Why I Support the 8th Principle

May 5, 2021 | 8th Principle Testimonials, News

When I was 12 my brother went to Italy and an exchange student from Uganda came to be my big brother. 50 people in my town outraged my parents with a petition that he not come because he was expected to be black.  In college I was a counselor at a very diverse summer camp led by my first mentor, an African American HS teacher.  Five decades later I still have friends from then.  In the late 80s I became a UU so my kids would have some moral education, and three years later my brother became UUA President.  His college roommate, who took me to visit his English class at Harvard when I was 14, Bill Sinkford, succeeded my brother, and at GA 2019 in Spokane I watched appalled as Bill came into a  meeting in a wheelchair and was ignored by nearly all, although he was the immediate past president of the UUA. I served on the Board of Trustees of East Shore with Elaine Peresluha and Aisha Hauser and Jason Puracal, and watched many aggressions within our church, much well-intended systemic racism, go denied and unrecognized.  At that GA I met Paula Cole Jones and heard her lecture on the beloved community being a “community of communities” as a model going forward for us UUs, and then learned about her grassroots leadership of a movement to bring congregations to adopt the 8th Principle one by one to bring it from the people to the GA, rather than from the Board to the people.  Right strategy, right thing to do, and long overdue.  I signed up, this spring, with her private Facebook 8th Principle Learning Group.  You can, too!

We UUs ARE THE vanguard religion, out in front in the 1960s civil rights movement, and out in front for gay marriage, and we belong out in front on antiracism in full alliance with BLUU and our BIPOC brothers and sisters.  Dismantling racism is the only way forward for our democracy, in my opinion.

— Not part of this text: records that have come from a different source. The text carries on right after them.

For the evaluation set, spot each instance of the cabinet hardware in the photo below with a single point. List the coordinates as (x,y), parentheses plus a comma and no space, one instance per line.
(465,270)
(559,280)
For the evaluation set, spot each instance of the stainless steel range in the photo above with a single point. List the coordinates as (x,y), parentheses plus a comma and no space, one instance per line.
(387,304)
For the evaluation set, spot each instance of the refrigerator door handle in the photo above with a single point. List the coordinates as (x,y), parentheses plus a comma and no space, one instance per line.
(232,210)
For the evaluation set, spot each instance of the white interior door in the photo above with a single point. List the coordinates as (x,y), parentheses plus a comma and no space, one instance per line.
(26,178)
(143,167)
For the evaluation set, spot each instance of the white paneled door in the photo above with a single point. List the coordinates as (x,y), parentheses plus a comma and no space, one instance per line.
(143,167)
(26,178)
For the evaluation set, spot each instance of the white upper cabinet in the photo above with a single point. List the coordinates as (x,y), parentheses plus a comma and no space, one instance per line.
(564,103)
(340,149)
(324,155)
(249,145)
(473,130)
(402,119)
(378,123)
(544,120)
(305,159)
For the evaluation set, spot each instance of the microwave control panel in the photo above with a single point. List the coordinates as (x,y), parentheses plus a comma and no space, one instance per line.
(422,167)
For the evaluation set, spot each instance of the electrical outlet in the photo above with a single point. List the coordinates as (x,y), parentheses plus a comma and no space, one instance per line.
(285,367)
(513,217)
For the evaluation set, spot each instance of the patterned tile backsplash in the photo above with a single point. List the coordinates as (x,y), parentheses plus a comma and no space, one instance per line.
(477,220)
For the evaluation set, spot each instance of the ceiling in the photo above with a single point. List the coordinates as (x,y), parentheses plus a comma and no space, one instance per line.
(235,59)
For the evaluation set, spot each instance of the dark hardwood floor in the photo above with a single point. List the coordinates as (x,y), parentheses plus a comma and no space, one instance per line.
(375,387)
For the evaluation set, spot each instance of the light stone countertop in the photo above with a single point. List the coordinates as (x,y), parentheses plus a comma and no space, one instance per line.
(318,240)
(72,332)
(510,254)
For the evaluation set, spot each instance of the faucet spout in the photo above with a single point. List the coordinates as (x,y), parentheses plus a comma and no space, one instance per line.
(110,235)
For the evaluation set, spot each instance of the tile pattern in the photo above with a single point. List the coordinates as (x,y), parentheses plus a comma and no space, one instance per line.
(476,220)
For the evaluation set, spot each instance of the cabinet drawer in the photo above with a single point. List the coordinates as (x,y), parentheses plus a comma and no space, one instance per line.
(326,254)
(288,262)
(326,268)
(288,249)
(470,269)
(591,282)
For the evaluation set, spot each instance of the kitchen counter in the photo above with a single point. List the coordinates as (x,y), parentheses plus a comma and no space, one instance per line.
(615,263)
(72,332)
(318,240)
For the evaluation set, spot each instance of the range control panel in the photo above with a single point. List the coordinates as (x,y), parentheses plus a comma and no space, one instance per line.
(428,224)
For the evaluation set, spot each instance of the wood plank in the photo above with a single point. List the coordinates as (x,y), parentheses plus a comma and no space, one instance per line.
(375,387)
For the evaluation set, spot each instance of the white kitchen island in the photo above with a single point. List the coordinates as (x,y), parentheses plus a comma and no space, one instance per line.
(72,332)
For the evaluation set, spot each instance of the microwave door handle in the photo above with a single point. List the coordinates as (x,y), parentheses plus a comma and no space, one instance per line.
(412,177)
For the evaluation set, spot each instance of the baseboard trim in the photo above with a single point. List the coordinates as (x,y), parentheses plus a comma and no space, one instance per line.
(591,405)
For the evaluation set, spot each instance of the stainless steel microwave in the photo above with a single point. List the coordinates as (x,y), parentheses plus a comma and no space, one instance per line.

I retired last June, and expect to be around a long time.  I am committed to service as my personal route to meaning.  I’ve had enough personal hell through two divorces and recovery from alcoholism to last a lifetime. I want to see my congregation get off the dime of old, white, self-satisfaction and move out in front of the most important social movements of our time:  antiracism and the climate emergency.  The two go hand in hand, not in opposition, but it is harder by far to recruit whites to antiracism than to climate work.  In a nutshell, that’s it.  If we can’t embrace this, I don’t know why I belong to this congregation.